Shoulder surgery may be recommended for some shoulder problems including arthritis, shoulder instability, or a torn rotator cuff. Thanks to recent advances in techniques and technology, many shoulder surgeries can be done arthroscopically. Arthroscopy allows the surgeon to see and work inside the joint through a few small incisions, and is most often an outpatient procedure. Problems that can be treated with shoulder arthroscopy include rotator cuff tears, impingement problems and torn cartilage.
There are many kinds of shoulder implant designs available today, and no one design or type is best for every patient. Surgeons select the implant they believe is best for their patient’s needs based on a number of factors including age, activity level, the implant’s track record, and his or her comfort with the instruments associated with the particular implant.
With improvements in surgical techniques and post-op care, it is now common for most patients to be able to go home from the hospital after just one or two days. Of course, each patient is different, but the goal should be for you to recover in the comfort and privacy of your own home as soon as possible.

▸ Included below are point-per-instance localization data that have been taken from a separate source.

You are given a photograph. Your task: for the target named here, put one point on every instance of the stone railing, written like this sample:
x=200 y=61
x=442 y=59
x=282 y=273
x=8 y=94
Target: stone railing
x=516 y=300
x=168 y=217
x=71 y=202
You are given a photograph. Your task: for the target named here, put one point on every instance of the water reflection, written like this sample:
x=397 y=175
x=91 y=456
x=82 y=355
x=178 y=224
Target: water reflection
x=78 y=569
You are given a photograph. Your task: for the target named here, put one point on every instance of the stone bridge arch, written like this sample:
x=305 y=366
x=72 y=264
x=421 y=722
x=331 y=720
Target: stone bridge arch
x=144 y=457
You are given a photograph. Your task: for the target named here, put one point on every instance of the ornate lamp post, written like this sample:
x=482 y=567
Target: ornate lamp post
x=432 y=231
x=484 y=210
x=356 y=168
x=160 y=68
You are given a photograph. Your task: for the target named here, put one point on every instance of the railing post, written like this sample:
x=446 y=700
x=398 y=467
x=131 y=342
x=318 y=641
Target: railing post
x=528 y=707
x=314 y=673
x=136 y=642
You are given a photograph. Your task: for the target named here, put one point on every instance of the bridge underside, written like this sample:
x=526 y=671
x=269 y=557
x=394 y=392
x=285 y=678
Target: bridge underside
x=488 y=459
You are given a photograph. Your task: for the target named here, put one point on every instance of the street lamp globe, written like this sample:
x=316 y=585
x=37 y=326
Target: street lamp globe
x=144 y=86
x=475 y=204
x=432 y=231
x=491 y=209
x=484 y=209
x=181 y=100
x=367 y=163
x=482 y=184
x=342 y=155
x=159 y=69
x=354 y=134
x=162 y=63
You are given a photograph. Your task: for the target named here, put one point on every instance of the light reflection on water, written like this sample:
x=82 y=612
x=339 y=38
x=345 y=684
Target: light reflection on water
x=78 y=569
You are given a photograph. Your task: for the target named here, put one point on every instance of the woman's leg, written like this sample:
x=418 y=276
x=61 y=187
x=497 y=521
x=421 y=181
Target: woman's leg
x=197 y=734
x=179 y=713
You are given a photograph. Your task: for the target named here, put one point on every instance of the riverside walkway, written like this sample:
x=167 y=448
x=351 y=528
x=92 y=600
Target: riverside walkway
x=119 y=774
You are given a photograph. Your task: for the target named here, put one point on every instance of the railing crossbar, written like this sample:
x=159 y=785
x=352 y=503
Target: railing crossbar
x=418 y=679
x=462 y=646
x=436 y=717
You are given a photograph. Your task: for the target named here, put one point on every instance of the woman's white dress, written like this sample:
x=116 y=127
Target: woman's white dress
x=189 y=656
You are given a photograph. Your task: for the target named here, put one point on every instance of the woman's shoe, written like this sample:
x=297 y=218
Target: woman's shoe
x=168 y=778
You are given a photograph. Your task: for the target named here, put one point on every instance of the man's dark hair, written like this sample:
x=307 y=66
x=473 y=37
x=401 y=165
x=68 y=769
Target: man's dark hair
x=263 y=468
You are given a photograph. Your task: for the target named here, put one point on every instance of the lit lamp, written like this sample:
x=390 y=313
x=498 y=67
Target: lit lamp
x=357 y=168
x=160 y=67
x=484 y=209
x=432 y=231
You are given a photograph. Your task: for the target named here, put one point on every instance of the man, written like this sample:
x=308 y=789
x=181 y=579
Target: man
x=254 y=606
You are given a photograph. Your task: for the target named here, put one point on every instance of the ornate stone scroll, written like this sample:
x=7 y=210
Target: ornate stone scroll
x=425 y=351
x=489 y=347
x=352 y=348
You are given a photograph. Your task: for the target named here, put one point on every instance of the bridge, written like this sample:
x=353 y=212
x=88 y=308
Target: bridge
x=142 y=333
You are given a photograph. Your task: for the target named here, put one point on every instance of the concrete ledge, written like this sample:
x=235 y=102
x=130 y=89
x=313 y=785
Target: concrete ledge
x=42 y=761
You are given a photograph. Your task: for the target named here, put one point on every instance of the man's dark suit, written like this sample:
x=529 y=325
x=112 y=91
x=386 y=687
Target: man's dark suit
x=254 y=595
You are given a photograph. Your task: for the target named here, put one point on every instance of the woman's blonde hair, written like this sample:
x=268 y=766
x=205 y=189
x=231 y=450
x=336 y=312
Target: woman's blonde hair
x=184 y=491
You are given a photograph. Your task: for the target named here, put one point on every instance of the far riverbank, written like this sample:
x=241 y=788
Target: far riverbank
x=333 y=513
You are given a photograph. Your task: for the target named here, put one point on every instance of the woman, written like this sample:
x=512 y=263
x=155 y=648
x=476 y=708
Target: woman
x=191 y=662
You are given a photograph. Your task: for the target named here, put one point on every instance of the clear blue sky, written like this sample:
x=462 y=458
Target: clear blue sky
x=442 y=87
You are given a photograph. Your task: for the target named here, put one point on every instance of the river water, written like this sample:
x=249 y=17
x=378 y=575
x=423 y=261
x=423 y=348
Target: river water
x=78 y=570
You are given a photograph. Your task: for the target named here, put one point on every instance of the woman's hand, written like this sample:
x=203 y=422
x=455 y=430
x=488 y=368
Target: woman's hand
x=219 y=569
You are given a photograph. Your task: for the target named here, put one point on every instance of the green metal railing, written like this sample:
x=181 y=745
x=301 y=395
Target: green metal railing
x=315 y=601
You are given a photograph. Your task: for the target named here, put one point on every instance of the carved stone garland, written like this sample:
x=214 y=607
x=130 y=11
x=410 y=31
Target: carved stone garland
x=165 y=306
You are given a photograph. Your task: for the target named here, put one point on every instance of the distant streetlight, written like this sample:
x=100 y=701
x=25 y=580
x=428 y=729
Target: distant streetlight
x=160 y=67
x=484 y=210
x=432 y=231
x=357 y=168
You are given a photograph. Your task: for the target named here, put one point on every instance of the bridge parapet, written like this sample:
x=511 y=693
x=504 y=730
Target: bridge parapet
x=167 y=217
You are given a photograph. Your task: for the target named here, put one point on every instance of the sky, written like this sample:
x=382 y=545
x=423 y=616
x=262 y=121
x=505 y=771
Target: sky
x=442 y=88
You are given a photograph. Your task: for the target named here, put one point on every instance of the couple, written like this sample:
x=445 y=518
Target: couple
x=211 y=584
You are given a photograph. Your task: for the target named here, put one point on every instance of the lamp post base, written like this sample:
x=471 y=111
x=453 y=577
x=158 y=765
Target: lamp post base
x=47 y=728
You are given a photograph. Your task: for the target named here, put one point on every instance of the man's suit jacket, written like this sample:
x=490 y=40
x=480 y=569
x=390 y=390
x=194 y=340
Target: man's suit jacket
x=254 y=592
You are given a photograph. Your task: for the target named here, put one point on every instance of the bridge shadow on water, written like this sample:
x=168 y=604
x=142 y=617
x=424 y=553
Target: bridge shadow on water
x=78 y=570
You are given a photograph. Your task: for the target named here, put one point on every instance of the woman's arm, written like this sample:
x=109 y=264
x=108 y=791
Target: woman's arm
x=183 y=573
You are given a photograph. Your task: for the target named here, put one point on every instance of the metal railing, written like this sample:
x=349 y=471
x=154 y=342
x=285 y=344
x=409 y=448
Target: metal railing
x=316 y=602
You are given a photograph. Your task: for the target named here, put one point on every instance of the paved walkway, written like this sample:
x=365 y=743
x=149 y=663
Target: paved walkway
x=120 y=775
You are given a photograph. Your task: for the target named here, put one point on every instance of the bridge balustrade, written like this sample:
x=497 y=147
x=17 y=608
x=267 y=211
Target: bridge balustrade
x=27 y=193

Most people will be in the hospital one or two days, though some patients, particularly those who live alone, may need to spend a few days at a rehabilitation center or nursing home. Recovery can vary from person to person, but most people will remain in a splint for about two weeks. Driving may be possible within four weeks, and normal daily activities can be resumed in 10 to 12 weeks. Some activities such as contact sports and weight lifting are not recommended after a shoulder replacement.
With any surgery there are risks and possible complications, such as blood clots or infection. These risks should be fully discussed with your doctor.
Your surgeon and healthcare team will take great care to minimize the risk of these and other complications. Keep in mind that complications are relatively rare, but they need to be understood by you and your family.
You will experience some discomfort after surgery, but we will do everything we can to keep you as comfortable as possible. Pain after shoulder surgery varies from person to person, and is not entirely predictable, but modern medications and improved anesthetic techniques greatly enhance our ability to control pain and discomfort after surgery.